By: Leah Devorak | Layout Editor
This is an editorial piece, and the views of the writer in no way reflect the views of The Duquesne Duke, its staff, or Duquesne University.
I am one of millions across the United States who owes her life to a tiny shot of adrenaline she carries around inside her purse.
It was two days before Christmas, and I really wanted a cookie – obviously. So I opened the freezer, grabbed a beautiful chocolate one and started eating. Two delicious bites in, and every single orifice in my face started itching like it had never itched before, something I hadn’t felt since my first allergic reaction when I was three years old.
I looked down at what was in my hand, and low and behold, I saw a cookie with walnuts in it. That’s when I knew I was going into anaphylactic shock, just like the doctors said would happen if I ever ate tree nuts again.
Anaphylactic shock, however, isn’t just one giant, incredible itch on every internal surface of your body, as horrifying as that is. Anaphylaxis usually ends up with airways swelling shut, killing the person suffering from the allergic reaction unless immediate medical attention is administered.
Now as I’m sure you can guess, this is where that tiny shot of adrenaline I mentioned earlier comes into play. Called an EpiPen, it’s Mylan’s genius, portable medical device designed to stop anaphylactic shock in its tracks. Without it, I could have been dead at 18, all thanks to some stupid walnuts in some stupid Christmas cookie. But instead, I was saved, by the grace of a giant injection.
Others, however, have not been so lucky.
My family has always had health insurance, which means I have always had fairly easy, unrestricted access to EpiPens no matter their price. When I was young, though, I remember seeing the story of a girl on the news who died because her boyfriend ate a peanut butter sandwich before their date and proceeded to kiss her. She went into anaphylactic shock and died because she didn’t have an EpiPen, due to the prices being too high.
This, of course, was before 2007 when Mylan, the current maker of EpiPen, purchased the drug’s patent from Merck, meaning that the girl’s unfortunate passing wasn’t Mylan’s fault.
But Mylan could be at fault for many more deaths like that thanks to unjustified price increases over the past decade.
In 2007 when Mylan first obtained the rights to EpiPen, the drug cost around $100. Since then, it’s increased to $608, a price that bars almost everyone without health insurance from getting the drug they may so desperately need.
Now someone please answer this, because I sure can’t: Why does a drug that costs less than $1 per milliliter to produce (and has only .3 milliliters per dose) suddenly cost over $600 to buy?
Is it greed?
Until Mylan explains the EpiPen’s price in congress, no one can be certain as to why. One thing is very plain, though: A very vital drug has been abused, leaving who knows how many people at risk of dying a horrifying death.
Such irresponsible behavior must be answered for, which I hope higher authorities will make Mylan do.

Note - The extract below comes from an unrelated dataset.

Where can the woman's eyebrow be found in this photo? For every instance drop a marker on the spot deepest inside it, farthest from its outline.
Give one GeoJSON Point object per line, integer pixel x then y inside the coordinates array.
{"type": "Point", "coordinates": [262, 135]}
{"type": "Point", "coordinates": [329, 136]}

But in the meantime, the company is trying to assuage the situation by promising to release a generic EpiPen – as well as a $300 savings coupon on the original product for those eligible. This, however, is still not enough to set things straight, and it also leaves the company’s speculated greed much more apparent.
If Mylan didn’t care about the money and simply wanted to fix this mistake for good and for all, it would do something drastic, like lowering the price back to the original $100 point from 2007.
This would make it much easier for everyone to afford the important drug, regardless of health insurance.
Besides, if the manufacturing costs really are so cheap, there’s no way such a drop could hurt the company, especially when millions of people buy two, four or even six EpiPens each year thanks to the product’s convenience – as well as short shelf life.
With all the sales, Mylan will easily be able to pay for the costs of production, including overhead and employment. It won’t be difficult.
So even though the company’s current profits will shrink, substantial profits will still be had. They just won’t be as large — or as unjust — as before.